Michigan government officials are targeting a plastics molding and plating company, Tribar Manufacturing LLC, as a chief source of perfluorinated chemical pollution in one part of the Huron River watershed.
It's the latest example of a plastics company being examined as a source of per- and polyfluoroalkyl substances, or PFAS, pollution in rivers and streams.
The chemicals can get into the environment from a variety of sources, including by use as a fire suppression agent in firefighting foams and as a coating on packaging. But government officials said after months of review of local conditions, they believe Tribar is a major source in the nearby surface water system.
"It's the only source we've identified in the community," said Steve Brown, city manager for Wixom, Mich. "Our people are very concerned about it. This has been referred to as an emerging contaminant situation."
The Tribar situation will be one focus at a public hearing Wixom is hosting with state officials Oct. 4 to look at PFAS contamination within the Huron River watershed.
According to documents from the Michigan Department of Environmental Quality, surface water sampling in and around Wixom has detected perfluorooctane sulfonate, one of the class of PFAS chemicals, at 1,400 and 5,500 parts per trillion, hundreds of times higher than allowed by existing regulations.
Tribar officials did not respond to requests for comment, but Brown said tests have shown that one of the company's facilities in Wixom has been discharging PFOS into the city's wastewater treatment system at up to 28,000 parts per trillion.
The company is only allowed to discharge 12 parts per trillion into the city treatment system, according to a Sept. 19 administrative compliance order that Wixom sent to Tribar.

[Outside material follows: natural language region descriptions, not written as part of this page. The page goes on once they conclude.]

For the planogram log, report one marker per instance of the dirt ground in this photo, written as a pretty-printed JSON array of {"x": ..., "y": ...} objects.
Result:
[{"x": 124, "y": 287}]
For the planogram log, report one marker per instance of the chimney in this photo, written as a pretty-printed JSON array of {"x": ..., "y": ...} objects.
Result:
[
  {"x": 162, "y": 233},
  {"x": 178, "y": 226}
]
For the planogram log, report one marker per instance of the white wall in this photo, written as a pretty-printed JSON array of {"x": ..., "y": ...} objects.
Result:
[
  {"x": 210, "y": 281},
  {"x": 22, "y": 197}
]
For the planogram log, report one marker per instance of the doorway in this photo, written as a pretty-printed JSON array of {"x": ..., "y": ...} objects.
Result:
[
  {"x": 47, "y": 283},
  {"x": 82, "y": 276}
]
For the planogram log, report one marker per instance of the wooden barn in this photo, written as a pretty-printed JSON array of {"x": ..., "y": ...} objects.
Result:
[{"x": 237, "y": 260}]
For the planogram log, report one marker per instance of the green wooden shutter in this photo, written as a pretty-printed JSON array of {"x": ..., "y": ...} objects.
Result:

That order gives the company until Oct. 19 to explain its plans for limiting the PFOS discharges.
Brown said the company has been working with government agencies.
"The MDEQ, the city and Adept have since been working together cooperatively and aggressively to address this concern as it has emerged," according to a statement from the city of Wixom. Tribar is also known locally as Adept Plastic Finishing Inc. Private equity firm HCI Equity Partners bought Tribar in 2015 and Adept in 2016.
Brown said Tribar stopped using PFOS in 2015, as required by regulations, suggesting that the current levels could come from residual contamination in its manufacturing processes.
"PFAS substances are known to be persistent and that seems to be the most likely reason Adept's discharge to our plant has a high level of PFAS present even after they stopped using PFAS," the city statement added. "The MDEQ has communicated that reduction and/or elimination of this PFAS source at Adept may take time given this is a complex and emerging issue."
Brown said that he's been to the Tribar factory, and the company is looking at installing filter systems with granular activated carbon to stop PFAS chemicals from leaving its factory.
"They've been forthcoming with us," Brown said. "We've been happy with the level of engagement."
At the moment, the city is not planning to put filters on its wastewater treatment plant because the source of the pollution in the Wixom area seems to be the Tribar facility, Brown said.
Michigan state officials in recent weeks have issued advisories not to eat fish from large parts of the Huron River watershed because fish were found to have high PFOS levels, and told residents to avoid swallowing foam from Huron River.
Wixom said in its statement that it's ruled out firefighting foams as a source of contamination after determining that the Wixom fire department has not used foams with PFAS going back at least 25 years.